Women aren't supposed to WANT sex. And Anastasia in 50 Shades spends pages and pages of the book feeling bad about the fact that she likes kinky (well, the vanilla version of kinky) sex. She talks about her conflicted feelings about sex and ultimately gives in over and over again to the pleasure. Of course, if Ana just openly enjoyed it (or was the one who tried to introduce her male lover to her kink) it would turn off many female readers. Books featuring sexually aware protagonists don't resonate with female readers. Read some of the reviews on Amazon and they focus on not liking the sluts.  Women live in a society that tells them that they must walk a balance between being sexually available to men (or risk being labeled frigid or ugly) while also needing to be the moral gatekeepers of sex. Ana walks this balance by spending most of the book talking about the conflict. Seriously. There is more navel gazing in the series than sex.

50 Shades also has one other feature that makes it so popular. The series starts out with Ana being given a no strings attached sexual contract with Christian. But by the second book he loves her. He marries her. She has made him change. How did she do that? TRUE LOVE, I guess. And it is that old idea that a woman can change a man if she just loves him enough. Meet a guy with a huge kink and fucked up issues. Well, if you just stand by him he can change.

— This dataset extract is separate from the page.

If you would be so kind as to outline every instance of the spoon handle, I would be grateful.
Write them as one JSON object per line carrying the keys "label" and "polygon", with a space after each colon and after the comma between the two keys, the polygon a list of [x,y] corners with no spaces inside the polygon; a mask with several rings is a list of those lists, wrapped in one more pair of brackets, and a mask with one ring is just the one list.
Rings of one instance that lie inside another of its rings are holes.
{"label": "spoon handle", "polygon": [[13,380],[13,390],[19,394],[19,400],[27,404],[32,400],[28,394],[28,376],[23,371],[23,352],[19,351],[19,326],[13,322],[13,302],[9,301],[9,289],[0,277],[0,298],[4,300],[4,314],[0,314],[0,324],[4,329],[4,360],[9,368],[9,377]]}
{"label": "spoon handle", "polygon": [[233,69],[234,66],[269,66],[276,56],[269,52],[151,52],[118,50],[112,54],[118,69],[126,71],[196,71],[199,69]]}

But the change is needed for the happy ending. If Ana and Christian didn't live happily ever after then it would be a dark book indeed. Ana would have given up her virginity and her precious sexual innocence for nothing. She'd be left with sex and pleasure, but no husband which would be a terrible fate indeed.

And that's why 50 Shades has been so popular. It is able to tell a story of sexually excitement and introduce a taboo level of kink, but it still fits into the cultural story of how terrible female sexuality is. As for the kink...ugh. It isn't. Handcuffs and ropes and some spanking. Boring. In a world where one of the fastest growing male fantasies is pegging a little light S&M is nothing.

If you couldn't tell I hated 50 Shades. I hated Ana and her constant talking about how conflicted she was about enjoying sex. I hated the fact that we were supposed to believe these two people had true love when they didn't even have very interesting conversations. I hated that the first wildly popular book series in my generation to deal with sex completely reinforces our cultural view of the virgin/whore complex. I wish that 50 Shades was Fear of Flying. I wish that our culture was less repressive than we were in the 1970s.